Bordeaux Bay

Bordeaux Bay
Watercolour by Tony Taylor http://www.paintingbreaksguernsey.com

Sunday, 4 September 2016

GUERNSEY WEEK: KENNY FOR YOUR THOUGHTS

This week I’ve featured a number of my Guernsey poems from the 2010 collection, A Guernsey Double, a slim volume that showcased the work of Brighton-based writer, Peter Kenny and myself.
Here’s an opportunity to read a couple of Peter’s poems from that publication.
Peter Kenny is a freelance writer whose credits include poetry, stage plays and musical collaborations. He is co-founder of Telltale Press.
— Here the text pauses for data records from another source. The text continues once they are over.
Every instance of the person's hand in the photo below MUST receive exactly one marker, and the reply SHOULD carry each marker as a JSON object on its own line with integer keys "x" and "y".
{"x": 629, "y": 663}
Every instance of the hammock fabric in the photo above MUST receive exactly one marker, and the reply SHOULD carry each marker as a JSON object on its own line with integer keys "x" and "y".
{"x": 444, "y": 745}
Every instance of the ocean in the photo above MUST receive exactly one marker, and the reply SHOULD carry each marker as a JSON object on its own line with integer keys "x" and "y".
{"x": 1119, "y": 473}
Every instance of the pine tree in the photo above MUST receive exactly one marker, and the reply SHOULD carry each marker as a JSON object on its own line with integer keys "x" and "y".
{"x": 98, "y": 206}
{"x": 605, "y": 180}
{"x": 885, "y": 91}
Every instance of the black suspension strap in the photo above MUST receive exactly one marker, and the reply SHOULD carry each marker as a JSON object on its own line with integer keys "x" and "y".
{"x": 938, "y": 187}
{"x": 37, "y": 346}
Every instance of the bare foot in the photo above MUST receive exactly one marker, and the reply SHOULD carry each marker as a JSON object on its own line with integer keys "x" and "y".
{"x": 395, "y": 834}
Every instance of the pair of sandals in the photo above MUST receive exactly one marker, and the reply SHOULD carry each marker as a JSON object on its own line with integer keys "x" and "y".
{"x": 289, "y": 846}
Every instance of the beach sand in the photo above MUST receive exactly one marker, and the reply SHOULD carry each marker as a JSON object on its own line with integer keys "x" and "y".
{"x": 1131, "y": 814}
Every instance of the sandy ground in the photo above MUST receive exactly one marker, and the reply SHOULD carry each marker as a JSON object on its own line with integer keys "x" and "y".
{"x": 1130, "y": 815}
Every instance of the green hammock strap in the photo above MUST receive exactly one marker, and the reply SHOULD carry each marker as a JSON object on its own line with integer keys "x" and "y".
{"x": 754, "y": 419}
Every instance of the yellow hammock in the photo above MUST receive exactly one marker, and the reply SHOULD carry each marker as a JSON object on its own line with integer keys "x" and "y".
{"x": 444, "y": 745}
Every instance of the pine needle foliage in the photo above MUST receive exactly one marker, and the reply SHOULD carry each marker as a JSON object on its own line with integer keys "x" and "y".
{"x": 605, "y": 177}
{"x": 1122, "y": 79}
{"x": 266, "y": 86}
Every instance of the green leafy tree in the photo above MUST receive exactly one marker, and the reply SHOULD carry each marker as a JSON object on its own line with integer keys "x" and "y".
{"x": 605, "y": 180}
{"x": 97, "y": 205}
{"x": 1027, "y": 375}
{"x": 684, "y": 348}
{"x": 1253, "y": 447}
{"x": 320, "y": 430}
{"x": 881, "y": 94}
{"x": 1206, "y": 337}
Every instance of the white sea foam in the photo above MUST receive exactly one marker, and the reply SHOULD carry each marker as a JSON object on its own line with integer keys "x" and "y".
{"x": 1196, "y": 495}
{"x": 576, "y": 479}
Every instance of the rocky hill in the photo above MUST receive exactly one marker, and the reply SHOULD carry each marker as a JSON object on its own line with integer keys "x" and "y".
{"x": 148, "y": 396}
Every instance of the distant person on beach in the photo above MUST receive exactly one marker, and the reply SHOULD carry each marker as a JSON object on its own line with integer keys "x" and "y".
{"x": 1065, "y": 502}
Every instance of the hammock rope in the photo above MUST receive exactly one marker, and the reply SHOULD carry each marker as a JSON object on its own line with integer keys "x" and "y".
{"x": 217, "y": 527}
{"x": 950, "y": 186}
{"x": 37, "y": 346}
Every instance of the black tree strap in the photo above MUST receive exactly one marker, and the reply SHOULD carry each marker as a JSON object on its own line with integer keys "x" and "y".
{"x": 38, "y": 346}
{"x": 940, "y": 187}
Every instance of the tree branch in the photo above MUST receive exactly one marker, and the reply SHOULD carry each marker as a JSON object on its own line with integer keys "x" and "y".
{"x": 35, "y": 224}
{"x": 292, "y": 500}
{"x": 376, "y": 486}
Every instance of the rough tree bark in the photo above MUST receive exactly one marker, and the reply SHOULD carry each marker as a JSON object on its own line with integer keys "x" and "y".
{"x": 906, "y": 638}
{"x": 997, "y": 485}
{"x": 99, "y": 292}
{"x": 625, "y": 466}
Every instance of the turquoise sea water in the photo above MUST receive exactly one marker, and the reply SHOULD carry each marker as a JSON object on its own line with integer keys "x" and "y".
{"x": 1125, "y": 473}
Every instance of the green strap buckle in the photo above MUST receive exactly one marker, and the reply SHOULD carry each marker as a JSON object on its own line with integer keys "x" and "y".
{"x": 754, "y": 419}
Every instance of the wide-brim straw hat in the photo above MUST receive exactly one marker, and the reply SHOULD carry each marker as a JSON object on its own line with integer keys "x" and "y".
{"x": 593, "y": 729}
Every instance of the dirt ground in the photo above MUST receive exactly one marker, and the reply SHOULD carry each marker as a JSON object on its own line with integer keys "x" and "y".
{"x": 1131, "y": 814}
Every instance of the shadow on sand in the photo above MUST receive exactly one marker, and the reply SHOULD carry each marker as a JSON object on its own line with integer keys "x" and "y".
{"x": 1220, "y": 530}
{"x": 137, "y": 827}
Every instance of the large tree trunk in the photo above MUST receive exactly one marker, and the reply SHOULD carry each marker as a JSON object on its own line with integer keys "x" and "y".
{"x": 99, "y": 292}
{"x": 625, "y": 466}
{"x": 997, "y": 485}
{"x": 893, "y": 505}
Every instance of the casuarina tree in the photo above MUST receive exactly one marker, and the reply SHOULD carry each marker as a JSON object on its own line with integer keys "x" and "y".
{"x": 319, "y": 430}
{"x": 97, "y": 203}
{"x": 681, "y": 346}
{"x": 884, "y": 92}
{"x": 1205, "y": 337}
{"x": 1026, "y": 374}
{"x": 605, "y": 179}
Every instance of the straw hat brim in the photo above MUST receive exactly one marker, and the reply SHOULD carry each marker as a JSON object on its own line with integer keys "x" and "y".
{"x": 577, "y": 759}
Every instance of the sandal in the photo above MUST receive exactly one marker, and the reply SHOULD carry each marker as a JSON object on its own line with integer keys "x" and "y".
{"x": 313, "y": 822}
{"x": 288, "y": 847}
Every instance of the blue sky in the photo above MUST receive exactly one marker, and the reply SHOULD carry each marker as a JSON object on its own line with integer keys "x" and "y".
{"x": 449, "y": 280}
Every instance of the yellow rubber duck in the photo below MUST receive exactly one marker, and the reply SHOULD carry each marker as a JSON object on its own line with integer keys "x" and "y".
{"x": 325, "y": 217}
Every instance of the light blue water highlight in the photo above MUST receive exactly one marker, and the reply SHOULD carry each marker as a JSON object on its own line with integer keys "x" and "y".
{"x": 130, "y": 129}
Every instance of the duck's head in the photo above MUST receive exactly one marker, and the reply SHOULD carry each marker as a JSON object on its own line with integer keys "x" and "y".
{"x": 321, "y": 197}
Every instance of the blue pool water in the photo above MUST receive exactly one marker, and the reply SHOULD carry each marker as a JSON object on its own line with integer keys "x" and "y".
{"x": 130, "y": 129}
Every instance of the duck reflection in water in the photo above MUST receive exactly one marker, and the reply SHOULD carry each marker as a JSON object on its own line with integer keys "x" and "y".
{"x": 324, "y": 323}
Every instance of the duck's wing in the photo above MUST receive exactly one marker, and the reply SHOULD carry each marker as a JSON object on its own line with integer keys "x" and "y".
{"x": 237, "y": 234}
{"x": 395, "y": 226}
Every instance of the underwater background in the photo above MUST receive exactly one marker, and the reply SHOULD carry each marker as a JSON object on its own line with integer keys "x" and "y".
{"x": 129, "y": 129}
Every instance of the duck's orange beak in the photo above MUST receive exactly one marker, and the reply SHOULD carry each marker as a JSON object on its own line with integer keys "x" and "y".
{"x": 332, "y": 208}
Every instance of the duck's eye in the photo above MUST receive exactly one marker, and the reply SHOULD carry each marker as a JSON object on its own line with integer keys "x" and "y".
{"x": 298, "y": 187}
You can find out more about his work here:- https://peterkenny.co.uk








 


NIGHT WALK

The whine of the moped’s engine
diminishes in the dark parish
and stupidly I spook myself
imagining the scuff of shoes
in this moonless night, motile


with satellites and Perseids

that skid across the starry sky
like momentary omens.

I reach an island of streetlight
as bats burst its halo
and my shadow is elastic.
It dials its dark around me
yearning down the blank rouette
where my feet can only follow.

Guernsey, you are my safest home
but I know there are black books
stored under your floorboards
and Le Gardien du Tombeau
looks down on many secrets:
your soil is the ash of witches;
dead slaves lie in labyrinths
the Nazis groined in granite.


There’s something I’m half suspecting;
that someone else is with me here
with eyes black-barred like those of goats,
someone who’d command me
to descend - past the closed cafe -
to the uneasy midnight sea.

But what scares me most is me.
breaking some private curfew
I’m half laughing, half afraid
for tonight is not the last night
I will be drawn into the dark.
I still have time. I can return
to a room with a bright desk light
and type and type and type till dawn.












 
TIMEPIECE

Apple-damp from storage,
all the way from Guernsey,
the box is borne indoors
like a child’s coffin.
I lift my grandfather’s clock
from a nest of newsprint
and know that it’s broken,
hearing its unhinged slink,
a shifting skeleton:
spring, wheel and pinion.
Then I picture him
winding the clock
and, from its motion work,
imagine a spring uncoiling;
the syringing probe
of a strange mosquito
that drained him
of days.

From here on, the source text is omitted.